Banks Worsening, Not Helping, the Foreclosure Crisis

Brian Grow reports in How Banks Are Worsening the Foreclosure Crisis posted on February 12 on BusinessWeek.com how the financial industry has fought for the last two  years to prevent Congress from imposing government mandated loan modifications.  The Hope Now Alliance that was formed to supposedly organize lenders to make voluntary loan modifications was actually a purposeful delaying tactic.  Now we learn that 53% of the modified loans have defaulted within six months of modification, and lenders are actually increasing payments, not reducing them, in more cases than they are reducing them!

"Federal banking regulators reported in December, 2008 that fully 53% of consumers receiving loan modifications were again delinquent on their mortgages after six months. Alan M. White, a law professor at Valparaiso University, says the redefault rates are high because modifications often lead to higher rather than lower payments. An analysis White did of a sample of 21,219 largely sub prime mortgages modified in November 2008 found that only 35% of the cases resulted in lower payments. In 18%, payments stayed the same; in the remaining 47%, they rose. The reason for this strange result: Lenders and loan servicers are tacking on missed payments, taxes, and big fees to borrowers' monthly bills."

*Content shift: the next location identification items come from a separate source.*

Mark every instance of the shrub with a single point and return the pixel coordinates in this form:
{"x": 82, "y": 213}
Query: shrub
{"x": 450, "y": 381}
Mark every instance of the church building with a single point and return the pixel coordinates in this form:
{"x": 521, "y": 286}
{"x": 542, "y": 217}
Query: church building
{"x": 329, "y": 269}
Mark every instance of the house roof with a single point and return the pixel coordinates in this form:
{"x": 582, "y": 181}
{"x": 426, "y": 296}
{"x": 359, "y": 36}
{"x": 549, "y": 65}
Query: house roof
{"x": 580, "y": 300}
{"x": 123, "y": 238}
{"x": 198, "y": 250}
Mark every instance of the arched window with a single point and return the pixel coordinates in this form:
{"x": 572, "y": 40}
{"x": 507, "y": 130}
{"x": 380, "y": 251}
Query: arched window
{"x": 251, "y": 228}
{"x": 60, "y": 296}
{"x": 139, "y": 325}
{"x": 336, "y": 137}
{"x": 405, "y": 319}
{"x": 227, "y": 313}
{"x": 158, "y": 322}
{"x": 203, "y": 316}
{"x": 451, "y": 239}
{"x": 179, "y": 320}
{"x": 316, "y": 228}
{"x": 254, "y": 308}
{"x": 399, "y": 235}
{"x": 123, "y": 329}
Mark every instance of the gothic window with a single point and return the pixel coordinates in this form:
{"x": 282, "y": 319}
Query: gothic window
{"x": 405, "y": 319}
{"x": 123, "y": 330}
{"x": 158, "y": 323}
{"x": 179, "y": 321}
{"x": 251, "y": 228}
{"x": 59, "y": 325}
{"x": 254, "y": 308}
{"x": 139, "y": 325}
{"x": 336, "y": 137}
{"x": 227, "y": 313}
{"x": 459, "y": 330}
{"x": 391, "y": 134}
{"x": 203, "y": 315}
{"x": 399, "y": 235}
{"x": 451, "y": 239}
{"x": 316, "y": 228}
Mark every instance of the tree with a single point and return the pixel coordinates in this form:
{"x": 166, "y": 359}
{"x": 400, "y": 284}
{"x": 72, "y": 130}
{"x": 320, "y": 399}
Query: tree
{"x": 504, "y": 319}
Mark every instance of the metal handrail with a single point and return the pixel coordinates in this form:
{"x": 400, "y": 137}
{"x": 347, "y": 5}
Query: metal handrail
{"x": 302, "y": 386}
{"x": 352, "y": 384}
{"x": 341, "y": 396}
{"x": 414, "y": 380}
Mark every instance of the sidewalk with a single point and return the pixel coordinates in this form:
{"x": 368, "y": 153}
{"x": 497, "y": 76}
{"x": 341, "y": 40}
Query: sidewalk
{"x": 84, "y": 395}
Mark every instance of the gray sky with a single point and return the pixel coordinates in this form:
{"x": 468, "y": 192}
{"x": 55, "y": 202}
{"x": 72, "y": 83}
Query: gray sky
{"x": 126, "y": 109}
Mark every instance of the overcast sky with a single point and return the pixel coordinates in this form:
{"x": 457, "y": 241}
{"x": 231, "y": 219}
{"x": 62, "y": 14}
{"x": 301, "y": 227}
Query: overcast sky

The article describes the sequence of event that led to the formation of the Hope Now Alliance of mortgage lenders and servicers to forestall Senator Chris Dodd's failed effort to have Congress pass a forced modification bill.  It also explains how the industry titans watered down the Hope For Homeowners program passed by Congress in October, 2008 as part of the bill that put Fannie Mae and Freddie Mac into government conservatorship and created TARP.  Due to mortgage industry efforts the Hope for Homeowners program, which was supposed to help 400,000 borrowers refinance with lower principal and payments, has had a grand total of merely 25 homeowners refinance under it.

Until Congress, or the President acting under his emergency economic power, adopts a plan like
The AllStreets Bailout Plan, the crisis will only get worse.  The article reports that there have been 1 million residential foreclosures since 2006, and that an astounding 5.9 million more are expected in the next four years.